• Famille

    Si j’en crois le Gaffiot, famille qui vient du latin familia, tire son sens de famul(us) qui signifie esclave, serviteur, soumis. Familia lui-même d’ailleurs signifie « ensemble de la domesticité ». Par contre, un dictionnaire français récent dira que famille désigne l’ensemble constitué du père, de la mère et des enfants.

    Ce qu’est la famille varie selon les époques. J’ai grandi dans un monde où la famille était le (petit) groupe des parents et des enfants. Bien sûr, famille désignait aussi, mais par extension, toute la parentèle. Mais le sens premier était étroit.

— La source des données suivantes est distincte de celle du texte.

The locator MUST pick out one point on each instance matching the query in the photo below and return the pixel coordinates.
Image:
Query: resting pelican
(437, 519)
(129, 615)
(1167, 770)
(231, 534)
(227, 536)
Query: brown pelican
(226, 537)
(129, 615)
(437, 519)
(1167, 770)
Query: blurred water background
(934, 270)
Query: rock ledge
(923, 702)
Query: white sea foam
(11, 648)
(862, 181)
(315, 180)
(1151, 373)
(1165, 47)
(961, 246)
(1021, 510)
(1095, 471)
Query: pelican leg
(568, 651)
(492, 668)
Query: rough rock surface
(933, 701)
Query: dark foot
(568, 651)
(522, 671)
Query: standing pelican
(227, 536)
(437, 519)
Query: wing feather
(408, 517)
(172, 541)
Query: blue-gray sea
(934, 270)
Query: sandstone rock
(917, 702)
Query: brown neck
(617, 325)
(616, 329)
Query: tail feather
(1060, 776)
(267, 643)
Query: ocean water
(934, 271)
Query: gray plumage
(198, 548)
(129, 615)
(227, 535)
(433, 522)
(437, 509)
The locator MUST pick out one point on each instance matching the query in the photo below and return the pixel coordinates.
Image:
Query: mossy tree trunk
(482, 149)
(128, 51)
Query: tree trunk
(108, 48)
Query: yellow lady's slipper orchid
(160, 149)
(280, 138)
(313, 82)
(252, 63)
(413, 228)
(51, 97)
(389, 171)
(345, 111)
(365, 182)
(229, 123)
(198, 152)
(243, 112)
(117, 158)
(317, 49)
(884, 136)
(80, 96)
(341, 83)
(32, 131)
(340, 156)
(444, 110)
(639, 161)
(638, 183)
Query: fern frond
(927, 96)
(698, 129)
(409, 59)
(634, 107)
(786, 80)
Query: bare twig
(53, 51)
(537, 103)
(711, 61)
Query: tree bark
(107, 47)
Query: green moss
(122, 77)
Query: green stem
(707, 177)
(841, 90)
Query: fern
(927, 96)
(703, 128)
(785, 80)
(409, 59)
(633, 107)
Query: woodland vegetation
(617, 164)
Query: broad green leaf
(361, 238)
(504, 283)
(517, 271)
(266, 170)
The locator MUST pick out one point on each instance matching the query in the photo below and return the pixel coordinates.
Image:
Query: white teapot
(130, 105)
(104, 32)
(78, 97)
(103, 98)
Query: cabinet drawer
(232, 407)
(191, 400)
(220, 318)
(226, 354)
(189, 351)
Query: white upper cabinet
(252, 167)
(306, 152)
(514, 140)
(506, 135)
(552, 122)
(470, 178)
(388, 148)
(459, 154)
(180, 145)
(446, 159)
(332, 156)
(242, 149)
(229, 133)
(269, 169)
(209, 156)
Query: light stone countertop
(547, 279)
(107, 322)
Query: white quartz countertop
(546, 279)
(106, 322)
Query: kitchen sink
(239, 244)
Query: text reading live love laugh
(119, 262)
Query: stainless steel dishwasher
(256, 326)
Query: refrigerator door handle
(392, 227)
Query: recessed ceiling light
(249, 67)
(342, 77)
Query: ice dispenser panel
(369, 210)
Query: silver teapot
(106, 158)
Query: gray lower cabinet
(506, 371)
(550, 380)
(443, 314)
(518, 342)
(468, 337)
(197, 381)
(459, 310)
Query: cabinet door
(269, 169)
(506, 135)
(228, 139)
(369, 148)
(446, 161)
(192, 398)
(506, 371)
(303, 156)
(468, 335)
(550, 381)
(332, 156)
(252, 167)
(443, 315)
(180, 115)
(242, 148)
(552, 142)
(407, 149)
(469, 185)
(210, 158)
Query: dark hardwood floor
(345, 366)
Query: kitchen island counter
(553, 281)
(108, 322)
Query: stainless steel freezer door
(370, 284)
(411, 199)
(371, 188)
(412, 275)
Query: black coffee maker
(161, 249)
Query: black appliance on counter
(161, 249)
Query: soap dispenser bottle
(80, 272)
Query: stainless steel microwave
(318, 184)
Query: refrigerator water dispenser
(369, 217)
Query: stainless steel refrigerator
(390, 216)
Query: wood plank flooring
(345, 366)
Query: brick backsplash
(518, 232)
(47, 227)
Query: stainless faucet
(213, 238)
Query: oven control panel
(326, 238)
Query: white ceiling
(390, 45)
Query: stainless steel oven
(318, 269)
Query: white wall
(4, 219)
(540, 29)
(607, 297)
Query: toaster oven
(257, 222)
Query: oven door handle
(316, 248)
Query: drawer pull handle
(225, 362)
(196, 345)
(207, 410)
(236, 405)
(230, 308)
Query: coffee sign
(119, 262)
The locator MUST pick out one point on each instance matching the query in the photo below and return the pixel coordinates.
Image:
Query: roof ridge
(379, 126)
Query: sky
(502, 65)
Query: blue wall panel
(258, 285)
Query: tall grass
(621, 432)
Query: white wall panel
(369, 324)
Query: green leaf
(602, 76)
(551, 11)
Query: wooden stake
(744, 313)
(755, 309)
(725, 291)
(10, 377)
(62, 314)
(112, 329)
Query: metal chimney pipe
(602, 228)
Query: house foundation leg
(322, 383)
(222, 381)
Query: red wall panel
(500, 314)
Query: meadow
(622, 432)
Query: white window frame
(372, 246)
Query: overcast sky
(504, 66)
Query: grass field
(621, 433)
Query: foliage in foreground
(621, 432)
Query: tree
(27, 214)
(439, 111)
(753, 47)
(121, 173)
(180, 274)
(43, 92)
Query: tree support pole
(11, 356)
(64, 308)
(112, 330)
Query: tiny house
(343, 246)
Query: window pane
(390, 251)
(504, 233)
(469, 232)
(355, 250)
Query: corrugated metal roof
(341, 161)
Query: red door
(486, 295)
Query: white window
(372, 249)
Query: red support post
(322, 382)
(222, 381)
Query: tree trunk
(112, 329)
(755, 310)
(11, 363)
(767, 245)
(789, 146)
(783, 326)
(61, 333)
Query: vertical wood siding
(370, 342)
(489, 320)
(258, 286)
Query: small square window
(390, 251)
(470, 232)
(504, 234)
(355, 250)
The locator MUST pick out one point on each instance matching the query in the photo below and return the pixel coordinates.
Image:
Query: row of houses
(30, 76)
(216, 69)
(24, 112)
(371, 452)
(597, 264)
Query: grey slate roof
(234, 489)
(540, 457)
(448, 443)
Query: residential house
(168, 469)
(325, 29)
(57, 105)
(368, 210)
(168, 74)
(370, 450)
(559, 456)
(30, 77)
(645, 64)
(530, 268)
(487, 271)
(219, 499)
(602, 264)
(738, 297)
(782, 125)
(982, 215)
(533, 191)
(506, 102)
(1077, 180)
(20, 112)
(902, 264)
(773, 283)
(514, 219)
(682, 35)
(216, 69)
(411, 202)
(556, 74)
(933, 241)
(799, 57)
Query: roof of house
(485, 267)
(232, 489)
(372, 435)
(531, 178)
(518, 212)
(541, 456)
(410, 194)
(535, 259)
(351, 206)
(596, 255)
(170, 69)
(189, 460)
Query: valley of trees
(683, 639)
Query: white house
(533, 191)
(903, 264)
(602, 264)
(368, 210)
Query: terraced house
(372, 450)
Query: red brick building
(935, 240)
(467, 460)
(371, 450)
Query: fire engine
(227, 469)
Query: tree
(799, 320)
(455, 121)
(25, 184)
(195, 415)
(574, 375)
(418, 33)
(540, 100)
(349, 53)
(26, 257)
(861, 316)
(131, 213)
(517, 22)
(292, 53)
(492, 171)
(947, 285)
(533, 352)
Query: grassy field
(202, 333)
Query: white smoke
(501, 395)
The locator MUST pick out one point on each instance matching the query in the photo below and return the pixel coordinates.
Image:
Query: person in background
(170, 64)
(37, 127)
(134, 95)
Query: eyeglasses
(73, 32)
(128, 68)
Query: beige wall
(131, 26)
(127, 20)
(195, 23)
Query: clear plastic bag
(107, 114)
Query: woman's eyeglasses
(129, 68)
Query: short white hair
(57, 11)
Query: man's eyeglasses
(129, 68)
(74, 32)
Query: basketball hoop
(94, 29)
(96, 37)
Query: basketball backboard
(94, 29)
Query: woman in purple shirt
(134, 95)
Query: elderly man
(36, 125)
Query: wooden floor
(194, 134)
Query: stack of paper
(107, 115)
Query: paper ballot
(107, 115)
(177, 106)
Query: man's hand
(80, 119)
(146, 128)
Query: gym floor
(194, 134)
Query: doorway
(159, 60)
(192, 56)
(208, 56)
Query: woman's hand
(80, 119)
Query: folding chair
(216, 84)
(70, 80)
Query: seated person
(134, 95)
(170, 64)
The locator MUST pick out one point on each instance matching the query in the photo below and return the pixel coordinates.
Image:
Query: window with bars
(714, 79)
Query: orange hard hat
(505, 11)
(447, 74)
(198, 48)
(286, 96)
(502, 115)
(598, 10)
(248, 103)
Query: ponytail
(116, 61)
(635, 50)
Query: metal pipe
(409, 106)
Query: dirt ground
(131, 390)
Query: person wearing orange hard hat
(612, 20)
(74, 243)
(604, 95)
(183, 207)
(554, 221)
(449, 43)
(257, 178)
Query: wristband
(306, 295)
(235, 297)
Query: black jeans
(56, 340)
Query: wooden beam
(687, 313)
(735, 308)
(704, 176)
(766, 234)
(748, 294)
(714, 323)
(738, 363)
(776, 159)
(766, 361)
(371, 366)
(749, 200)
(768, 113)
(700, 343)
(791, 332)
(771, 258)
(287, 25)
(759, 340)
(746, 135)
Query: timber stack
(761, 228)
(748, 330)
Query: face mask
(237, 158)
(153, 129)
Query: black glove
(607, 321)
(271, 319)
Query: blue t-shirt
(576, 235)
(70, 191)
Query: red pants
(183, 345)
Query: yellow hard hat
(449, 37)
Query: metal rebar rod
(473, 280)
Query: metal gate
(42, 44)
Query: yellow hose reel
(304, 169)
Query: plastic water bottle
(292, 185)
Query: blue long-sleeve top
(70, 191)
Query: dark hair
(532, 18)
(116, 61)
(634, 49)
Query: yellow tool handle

    J’aurais vécu, disons il y a un siècle ou deux, ma famille aurait inclus toute la parentèle vivant sous le même toit : probablement un couple des grands parents (les paternels – ou en tout cas le survivant), mon père, ma mère comme étant sa femme, mes oncles, leurs femmes et leurs enfants – bien sur je parle des frères de mon père pas de ceux de ma mère. Si le grand père survivait, c’était lui le chef de famille, sinon l’aîné des fils. Parfois certains oncles essaimaient. Si la famille était riche, la domesticité en faisait partie : elle habitait là elle aussi.

    Une famille est, avant tout, une unité économique. J’insiste sur la racine « éco-» : ce qui compte c’est la maison. Des gens vivent sous le même toit pour des raisons pratiques, ils forment une famille.

    Il y a deux grands groupes de raisons pratiques : la préservation du capital (de l’avoir plutôt) et l’élevage des enfants. Ces deux groupes de raison ne sont pas antinomiques, bien au contraire l’un est la justification de l’autre. Selon les époques, lesdites raisons pratiques changent, la famille aussi :

    Quand le foncier (bâti ou non) est plus valeureux que le(s) revenu(s) du travail, la famille est ce groupe étendu dont je parlais. Cela a même été encore plus vaste : à l’époque féodale par exemple. Quand le revenu du travail individuel est devenu prépondérant à partir de la fin du XIXème siècle, le groupe s’est réduit à la famille que j’ai connue : papa, maman et les enfants. Et, maintenant que les deux parents ont leur revenu propre, chacun d’eux peut être un chef de famille à lui tout seul. On aboutit à la famille dite monoparentale. Oui mais, dès lors, rien n’interdit de nouveaux regroupements (de revenus et/ou de fratries) : famille dite recomposée.

    Aussi bien « monoparentale » que « recomposée » sont des mots saugrenus. Ils ne font que mettre en lumière l’incompréhension des observateurs.

    Plus grave, comme à toute époque de mutation, les gens ne savent pas qu’ils mutent. Ils pensent encore en termes d’avant, alors qu’ils vivent déjà l’après. D’où tension, douleur parfois. Ce devrait être le rôle des observateurs (éclairés ?) de dédramatiser les situations, d’expliquer leur bien-fondé, voire d’encourager les évolutions. Trop souvent c’est l’inverse qui a lieu. Je dis trop souvent, pas toujours. Mais prenons un exemple, dans combien de récits (écrits, filmiques, télévisuels, …), positive-t-on une famille monoparentale ou recomposée ? Il y en a bien sûr, mais dans quelle proportion ? N’y en a-t-il pas plus qui laissent entendre que ce serait si tellement mieux si papa et maman se remettaient ensemble ?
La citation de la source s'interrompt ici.